Characterization Of T-Cell Ontogeny And Other Cell Populations In Pediatric Human Thymus
Immune related diseases, including autoimmune disorders, allergies, graft rejection, tumour growth are still one of the main concerns of current medicine. The complexity of the immune system demands a continuous review of the knowledge employing available technologies. T lymphocytes play a central role in the coordination, regulation and execution of immune responses.
Maturation of T lymphocytes from the thymus towards the periphery elicit several questions regarding the relations between different immune cell populations, which are highly influenced by the processes taking place at the thymus. Such processes, related to differences into immature and mature cell populations of thymocytes, showing different patterns of expression of CD4 and CD8, along with other factors, could reveal useful information still unknown with respect to the spatial distribution and interactions of such cells. In addition, regulatory T cells (Treg) is a subtype of T cell specialised in the regulation of immune responses, and its ontogeny in the thymus also represent an interesting unexplored concept. Here we show extensive and detailed analysis based on characterization and identification of the distribution of different cell populations of thymocytes at the thymus, derived from flow cytometry and 2D images acquired by confocal microscopy.

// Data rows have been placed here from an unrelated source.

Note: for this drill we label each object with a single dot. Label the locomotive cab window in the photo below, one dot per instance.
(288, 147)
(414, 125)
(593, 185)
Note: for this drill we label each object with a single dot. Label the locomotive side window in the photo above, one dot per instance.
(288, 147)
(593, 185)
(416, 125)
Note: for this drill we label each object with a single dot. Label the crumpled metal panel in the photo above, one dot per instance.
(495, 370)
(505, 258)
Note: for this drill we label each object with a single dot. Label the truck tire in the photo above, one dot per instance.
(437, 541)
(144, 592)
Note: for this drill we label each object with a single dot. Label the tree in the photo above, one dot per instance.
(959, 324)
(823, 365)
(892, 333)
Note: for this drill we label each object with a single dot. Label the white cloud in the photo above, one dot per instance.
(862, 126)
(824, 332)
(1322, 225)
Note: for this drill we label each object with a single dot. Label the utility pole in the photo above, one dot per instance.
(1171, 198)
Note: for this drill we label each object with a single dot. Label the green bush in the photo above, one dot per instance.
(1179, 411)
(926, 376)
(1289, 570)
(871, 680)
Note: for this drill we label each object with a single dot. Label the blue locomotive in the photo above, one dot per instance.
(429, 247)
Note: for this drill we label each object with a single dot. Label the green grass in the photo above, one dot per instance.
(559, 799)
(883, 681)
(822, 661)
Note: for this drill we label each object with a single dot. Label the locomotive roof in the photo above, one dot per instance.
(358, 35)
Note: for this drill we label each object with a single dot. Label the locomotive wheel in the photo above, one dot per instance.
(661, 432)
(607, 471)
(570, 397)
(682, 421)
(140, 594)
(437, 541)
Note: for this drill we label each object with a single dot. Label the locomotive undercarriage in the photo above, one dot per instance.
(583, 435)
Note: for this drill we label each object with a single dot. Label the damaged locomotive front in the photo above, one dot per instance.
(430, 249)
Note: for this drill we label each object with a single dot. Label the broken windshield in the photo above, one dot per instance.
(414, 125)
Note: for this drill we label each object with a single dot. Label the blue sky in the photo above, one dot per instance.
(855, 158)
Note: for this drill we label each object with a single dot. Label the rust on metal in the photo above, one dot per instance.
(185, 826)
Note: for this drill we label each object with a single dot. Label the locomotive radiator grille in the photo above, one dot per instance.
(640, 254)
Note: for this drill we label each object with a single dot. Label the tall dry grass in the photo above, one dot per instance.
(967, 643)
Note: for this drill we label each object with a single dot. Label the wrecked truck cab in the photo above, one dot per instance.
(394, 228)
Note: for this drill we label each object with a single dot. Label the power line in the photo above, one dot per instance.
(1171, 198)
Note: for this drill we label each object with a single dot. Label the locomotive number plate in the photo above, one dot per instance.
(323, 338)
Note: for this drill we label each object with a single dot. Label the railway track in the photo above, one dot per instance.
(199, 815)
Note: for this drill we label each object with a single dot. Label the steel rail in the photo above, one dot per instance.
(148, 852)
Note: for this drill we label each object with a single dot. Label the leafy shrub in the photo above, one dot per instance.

The distribution of the four major thymic cell populations found is identified, ensuring results reported by previous publications, along with spatial identification of thymocytes, especially focusing on the interactions related to regulatory T cells. Our results demonstrate further reassurance of the presence of different patterns of FOXP3 expression, the marker that characterises Tregs, as well as the inability of CD45RA and CD45RO markers for providing reliable information at the thymus.
Therefore, analysis on the results obtained from a comparison between flow cytometry and confocal microscopy have high reliability and consistency with previous results reported, reinforcing the importance of identification, selection and maturation processes related to Treg cell population for further research focused on autoimmunity and maintenance of self-tolerance.